The most effective way is to use CAPTCHA solving service and residential proxies which is fast and reliable.
If you don't want to figure out how to use CAPTCHA or figure out which proxies to use, you can try Google Scholar API from SerpApi which is a paid API with a free plan that bypasses blocks on the backend.
Code and example in the online IDE to scrape publications from all available pages with the ability to save results to CSV:
import pandas as pd
import os, json
from serpapi import GoogleScholarSearch
from urllib.parse import urlsplit, parse_qsl
def serpapi_scrape_all_publications(query: str):
params = {
"api_key": os.getenv("API_KEY"), # your SerpApi API key
"engine": "google_scholar", # search engine
"hl": "en", # language
"q": query, # search query
"num": "100" # articles per page
}
# where data extraction happens on SerpApi backend.

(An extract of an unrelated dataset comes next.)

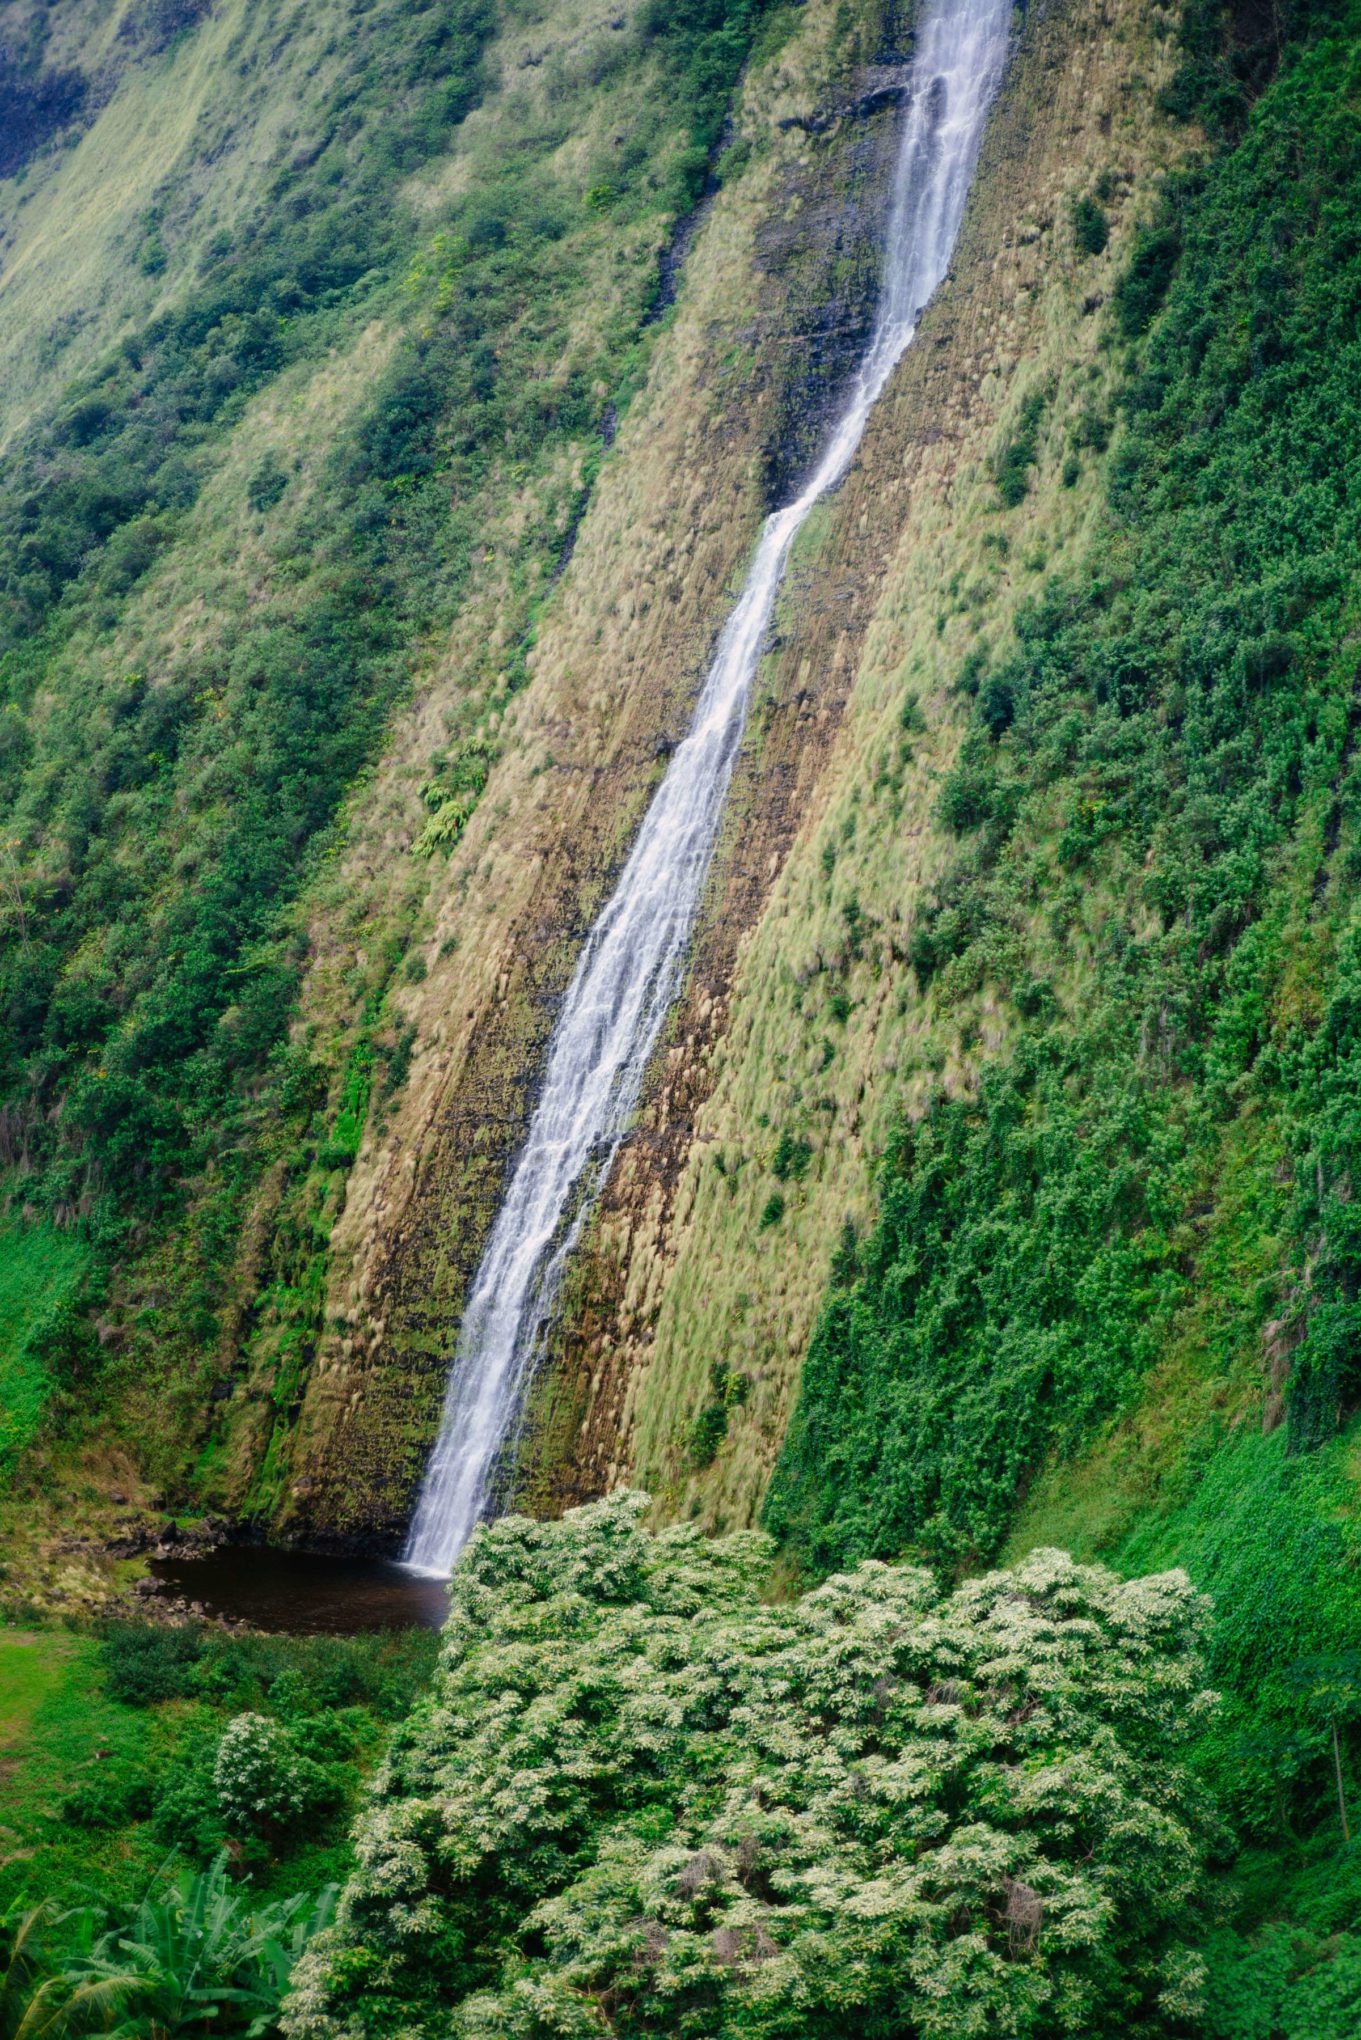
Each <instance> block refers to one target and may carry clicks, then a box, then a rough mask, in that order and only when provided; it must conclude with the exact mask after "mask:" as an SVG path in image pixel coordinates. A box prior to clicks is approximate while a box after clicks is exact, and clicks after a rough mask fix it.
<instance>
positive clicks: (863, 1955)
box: [284, 1495, 1212, 2040]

search = GoogleScholarSearch(params)
publications = []
publications_is_present = True
while publications_is_present:
results = search.get_dict() # JSON -> Python dictionary
for publication in results.get("organic_results", {}):
publications.append({
"title": publication.get("title"),
"link": publication.get("link"),
"result_id": publication.get("result_id"),
"snippet": publication.get("snippet"),
"inline_links": publication.get("inline_links"),
"publication_info": publication.get("publication_info")
})
# checks for the next page and updates if present
if "next" in results.get("serpapi_pagination", []):
# split URL in parts as a dict() and update "search" variable to a new page
search.params_dict.update(dict(parse_qsl(urlsplit(results["serpapi_pagination"]["next"]).query)))
else:
publications_is_present = False
print(json.dumps(publications, indent=2, ensure_ascii=False))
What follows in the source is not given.